The ghosts of Rome: returning home. Reflections in the twilight of another year.

“As the tree’s sap doth seek the root below / In winter, in my winter now I go, / Where none but Thee, the eternal root / Of true love, I may know.” — John Donne.

I. As Gogol noted, there is animation in Rome’s monuments. Yet in the winter Covidian light the architecture appears muted, reflecting back on us another season of pandemic solitude. The scientific or economic data only partially reveal this solitude, which Pope Francis addressed from his window on the Piazza San Pietro on Christmas Day.

 

The telegiornali, the broadcast news, provide a daily fog of statistics about contagion and death, and also the financial response: from cycling stock shares to canceled Christmas markets, such as the one marking Piazza Navona by its absence.

 

These sites, along with the bulwark of Castel Sant’Angelo over the Tiber, impose this solitude on us as they stand with few visitors. To walk by or through them allows you to enter into this solitude: they tempt you to imagine by contrast a more crowded presence; and one can think on the spirit presence of visitors long past and those to come.

 

II. I did not find it easy to complete this imaginative leap in these vast spaces, so cold and hard in the winter light.
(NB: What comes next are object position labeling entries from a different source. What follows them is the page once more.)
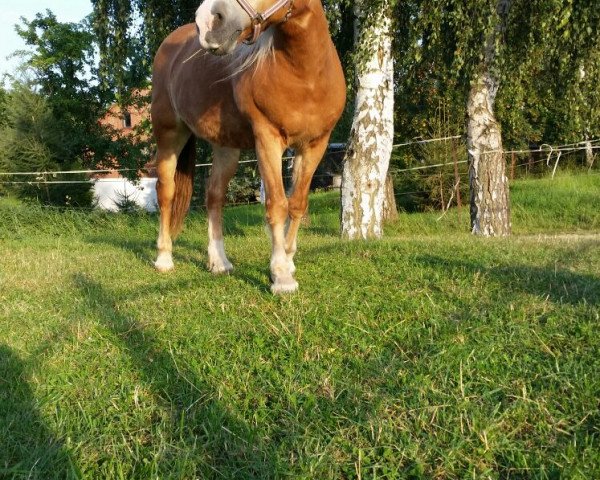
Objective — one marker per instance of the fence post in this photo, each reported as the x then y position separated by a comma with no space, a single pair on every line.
513,165
457,179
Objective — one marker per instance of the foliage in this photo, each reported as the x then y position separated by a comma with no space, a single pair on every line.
431,354
64,132
33,139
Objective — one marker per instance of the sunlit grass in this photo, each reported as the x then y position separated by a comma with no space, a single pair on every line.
430,354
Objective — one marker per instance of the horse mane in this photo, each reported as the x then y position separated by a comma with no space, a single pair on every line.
253,56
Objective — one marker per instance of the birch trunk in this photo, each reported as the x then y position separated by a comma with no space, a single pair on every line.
390,208
370,144
490,204
589,154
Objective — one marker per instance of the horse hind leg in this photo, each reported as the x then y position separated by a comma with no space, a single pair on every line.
170,193
225,163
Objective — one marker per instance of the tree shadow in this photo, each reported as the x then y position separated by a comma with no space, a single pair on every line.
27,447
227,446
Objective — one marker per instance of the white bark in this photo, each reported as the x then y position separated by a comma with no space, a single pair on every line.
589,154
490,212
370,145
490,206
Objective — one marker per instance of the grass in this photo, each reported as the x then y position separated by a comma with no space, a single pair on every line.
430,354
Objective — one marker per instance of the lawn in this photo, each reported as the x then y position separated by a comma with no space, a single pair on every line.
429,354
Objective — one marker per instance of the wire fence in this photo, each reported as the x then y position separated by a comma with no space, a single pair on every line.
552,155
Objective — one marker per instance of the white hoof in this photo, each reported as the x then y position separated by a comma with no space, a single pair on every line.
164,263
292,267
284,287
220,268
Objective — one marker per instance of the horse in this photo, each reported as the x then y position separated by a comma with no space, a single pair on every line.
249,74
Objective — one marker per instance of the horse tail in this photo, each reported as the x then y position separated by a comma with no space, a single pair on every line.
184,186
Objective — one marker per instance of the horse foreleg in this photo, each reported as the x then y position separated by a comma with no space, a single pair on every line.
225,162
166,166
305,164
269,156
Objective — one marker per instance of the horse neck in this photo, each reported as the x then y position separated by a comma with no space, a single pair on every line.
304,39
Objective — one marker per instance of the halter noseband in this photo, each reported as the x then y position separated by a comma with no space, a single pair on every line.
259,18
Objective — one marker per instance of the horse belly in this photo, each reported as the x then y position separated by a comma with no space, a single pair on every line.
223,128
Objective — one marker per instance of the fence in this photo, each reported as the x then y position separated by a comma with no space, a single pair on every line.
144,192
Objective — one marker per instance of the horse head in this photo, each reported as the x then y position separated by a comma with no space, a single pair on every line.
223,24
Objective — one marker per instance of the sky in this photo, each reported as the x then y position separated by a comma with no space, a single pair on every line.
12,10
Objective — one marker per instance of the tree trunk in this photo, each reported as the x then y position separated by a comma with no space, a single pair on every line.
390,210
370,144
589,155
490,205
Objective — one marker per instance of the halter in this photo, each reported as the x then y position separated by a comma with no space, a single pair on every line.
259,18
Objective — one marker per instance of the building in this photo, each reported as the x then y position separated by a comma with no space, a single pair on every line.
111,190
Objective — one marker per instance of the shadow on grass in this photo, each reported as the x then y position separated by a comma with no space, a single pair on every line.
558,284
217,445
27,448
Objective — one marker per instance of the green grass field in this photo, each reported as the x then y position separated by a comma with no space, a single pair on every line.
430,354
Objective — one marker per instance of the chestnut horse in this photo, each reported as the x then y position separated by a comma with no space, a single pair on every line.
241,79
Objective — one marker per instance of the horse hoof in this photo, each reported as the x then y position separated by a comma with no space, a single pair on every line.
220,269
163,267
164,263
284,287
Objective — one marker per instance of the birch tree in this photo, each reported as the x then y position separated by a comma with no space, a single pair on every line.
490,206
371,139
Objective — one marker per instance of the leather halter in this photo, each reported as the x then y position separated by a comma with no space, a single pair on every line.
259,18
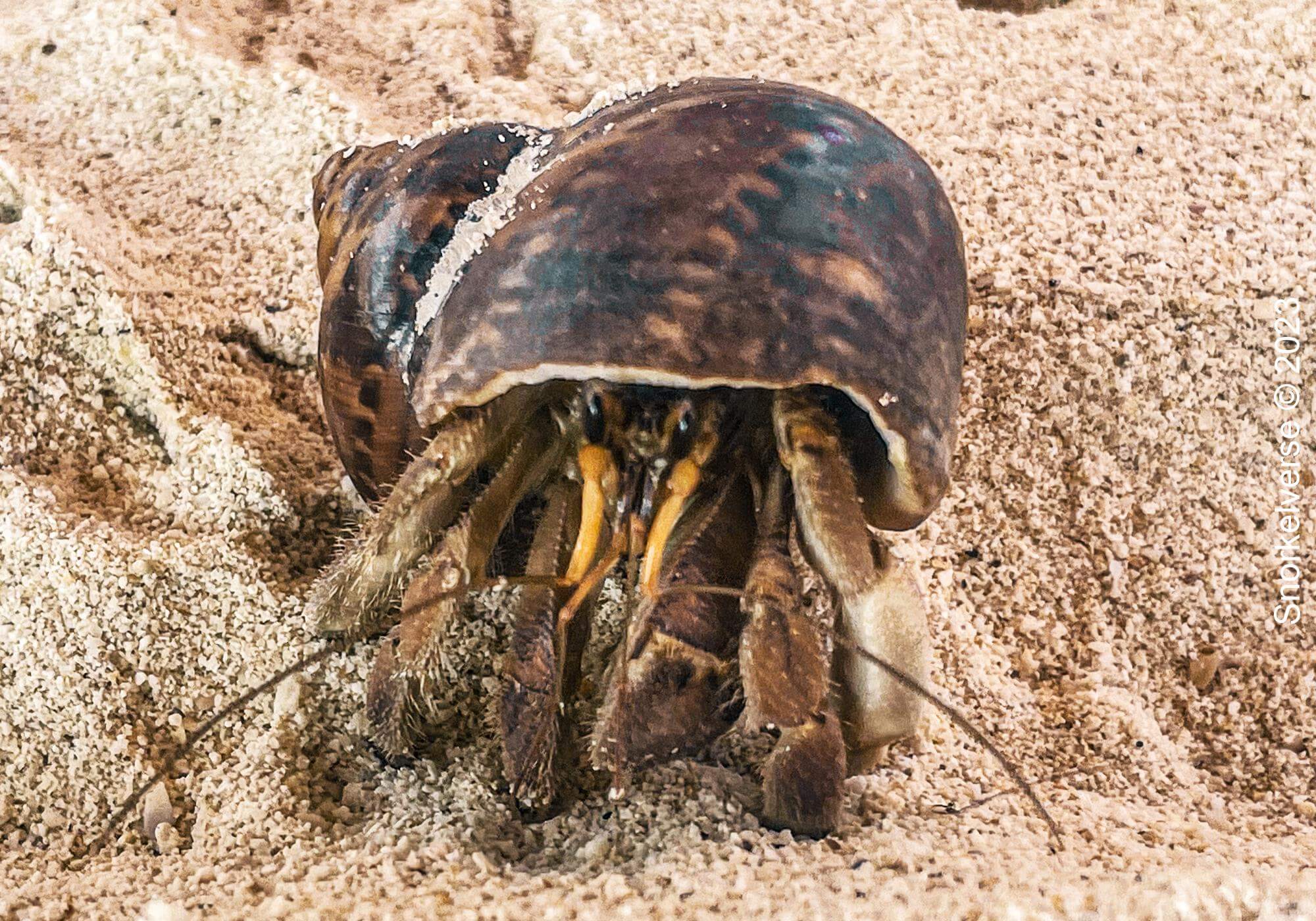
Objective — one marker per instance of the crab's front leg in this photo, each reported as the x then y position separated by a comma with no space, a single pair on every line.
880,605
363,582
542,669
785,674
673,677
398,694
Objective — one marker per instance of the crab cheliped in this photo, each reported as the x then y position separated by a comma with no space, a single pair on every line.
696,326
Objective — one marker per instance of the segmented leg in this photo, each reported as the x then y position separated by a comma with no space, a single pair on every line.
880,606
539,672
672,682
397,694
363,582
785,674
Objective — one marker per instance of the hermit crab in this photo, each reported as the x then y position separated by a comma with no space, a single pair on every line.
702,326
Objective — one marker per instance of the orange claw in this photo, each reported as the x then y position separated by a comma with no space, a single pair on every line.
597,470
682,482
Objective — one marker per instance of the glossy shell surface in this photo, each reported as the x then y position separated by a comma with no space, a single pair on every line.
717,232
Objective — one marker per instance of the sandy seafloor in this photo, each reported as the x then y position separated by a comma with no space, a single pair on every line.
1135,182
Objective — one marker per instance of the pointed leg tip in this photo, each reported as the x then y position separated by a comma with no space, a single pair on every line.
803,780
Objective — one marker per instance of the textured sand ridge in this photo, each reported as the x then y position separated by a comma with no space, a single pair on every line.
1135,187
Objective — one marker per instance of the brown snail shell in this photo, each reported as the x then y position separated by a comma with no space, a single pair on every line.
719,232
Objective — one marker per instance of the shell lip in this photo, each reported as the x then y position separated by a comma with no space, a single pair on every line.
913,494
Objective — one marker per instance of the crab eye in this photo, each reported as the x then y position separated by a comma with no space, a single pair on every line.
594,422
686,423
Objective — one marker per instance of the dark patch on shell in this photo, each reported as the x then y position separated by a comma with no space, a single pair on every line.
385,216
722,231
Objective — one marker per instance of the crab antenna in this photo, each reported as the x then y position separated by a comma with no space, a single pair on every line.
202,732
978,736
915,686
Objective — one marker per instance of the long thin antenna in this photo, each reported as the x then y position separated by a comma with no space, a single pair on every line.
1009,766
202,732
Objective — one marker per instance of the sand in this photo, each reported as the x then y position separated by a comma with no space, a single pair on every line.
1135,187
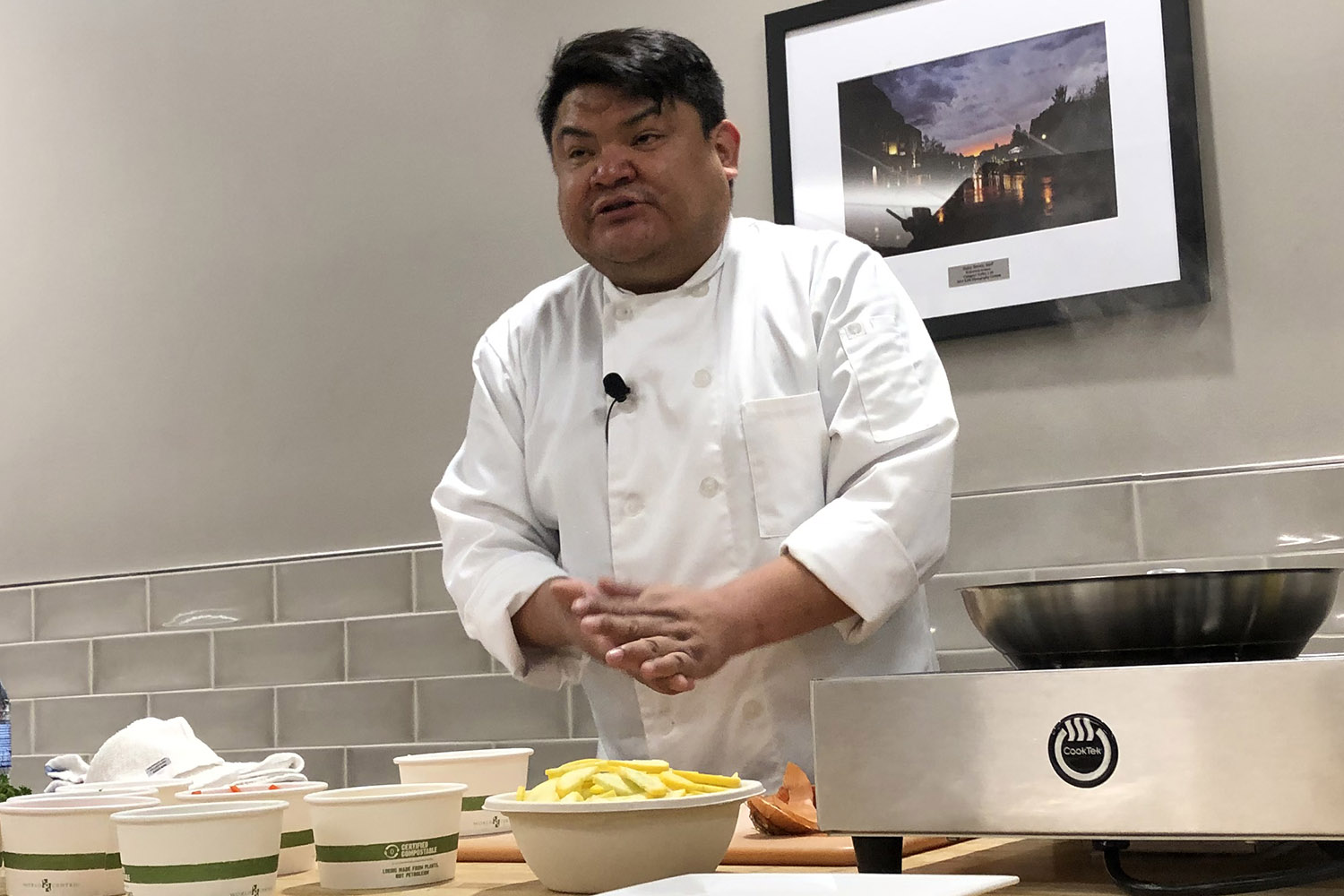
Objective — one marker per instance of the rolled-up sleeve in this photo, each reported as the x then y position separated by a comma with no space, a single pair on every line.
883,528
496,552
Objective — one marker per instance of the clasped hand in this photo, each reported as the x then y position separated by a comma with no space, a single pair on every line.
666,637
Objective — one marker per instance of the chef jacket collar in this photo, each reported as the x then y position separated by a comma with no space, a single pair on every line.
613,293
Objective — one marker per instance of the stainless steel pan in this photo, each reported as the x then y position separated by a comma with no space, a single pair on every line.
1155,618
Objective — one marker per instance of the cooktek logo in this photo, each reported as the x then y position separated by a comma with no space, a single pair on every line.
1083,750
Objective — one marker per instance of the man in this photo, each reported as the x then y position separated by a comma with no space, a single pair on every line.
762,506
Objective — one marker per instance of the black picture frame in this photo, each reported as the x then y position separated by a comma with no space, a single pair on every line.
1187,206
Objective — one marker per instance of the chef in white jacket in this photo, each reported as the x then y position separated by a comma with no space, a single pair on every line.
761,508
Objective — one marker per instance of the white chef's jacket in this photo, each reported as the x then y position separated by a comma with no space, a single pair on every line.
785,398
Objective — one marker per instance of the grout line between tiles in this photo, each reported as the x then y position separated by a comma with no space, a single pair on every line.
416,710
414,582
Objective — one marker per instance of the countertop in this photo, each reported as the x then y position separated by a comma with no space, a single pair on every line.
1046,868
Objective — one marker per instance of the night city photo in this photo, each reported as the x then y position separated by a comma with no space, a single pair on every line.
999,142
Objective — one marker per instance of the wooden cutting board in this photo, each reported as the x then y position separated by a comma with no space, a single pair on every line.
747,848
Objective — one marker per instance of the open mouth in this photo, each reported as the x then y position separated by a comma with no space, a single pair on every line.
621,204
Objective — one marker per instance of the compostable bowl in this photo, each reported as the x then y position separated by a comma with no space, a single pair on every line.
297,852
386,834
484,772
599,845
65,844
204,849
1163,616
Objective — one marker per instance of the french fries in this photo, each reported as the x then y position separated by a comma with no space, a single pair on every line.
617,780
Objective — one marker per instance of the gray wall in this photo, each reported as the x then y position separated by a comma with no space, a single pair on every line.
250,245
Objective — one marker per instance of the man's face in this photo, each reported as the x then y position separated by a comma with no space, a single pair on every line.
642,193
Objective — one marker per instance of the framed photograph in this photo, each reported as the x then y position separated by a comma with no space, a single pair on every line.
1015,163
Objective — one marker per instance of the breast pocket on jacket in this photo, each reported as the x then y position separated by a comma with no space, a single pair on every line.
787,452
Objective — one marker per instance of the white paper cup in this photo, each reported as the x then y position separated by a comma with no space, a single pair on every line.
386,836
166,788
297,852
202,849
65,844
484,771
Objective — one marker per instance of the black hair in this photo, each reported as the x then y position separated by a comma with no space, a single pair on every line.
639,62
Smaller spaces spoke more directly to me of this presence, as when standing outside the Church of the Ospitale Santa Francisca Romana in Trastevere, or observing a statue in its private niche in the Piazza Capo di Ferro.

 

 

Here the spirit life, that imagined vision, came into greater clarity.

 

III. These façades and stonework create the sense that Rome is a city of barriers and gates, behind which the ghosts may remain concealed. We may see them, or sense them, through the bars and pillars, like the ancient inscriptions at the base of the Aventine hill: scarcely decipherable and intriguing.

 

Or we view them as layers of hidden history in the Roman forum: they lie before us, though we are kept at a distance.

 

But then, from another angle, the gate swings open and the past appears to invite us to gaze more openly upon its face and find the features of significance in the shadows they cast.

 

The threshold invites our crossing. In its melancholy way, our solitude moves us to metaphor and we follow our own ghosts in our inner lives. These barriers are external masks and structures that, like the screens of scientific and economic data, reinforce our estrangement not only from one another, or the past, but also ourselves. We find that what is “familiar,” that which is closest to us – our selves, our ghosts – remains hidden from view, and we neglect what is near for what is far.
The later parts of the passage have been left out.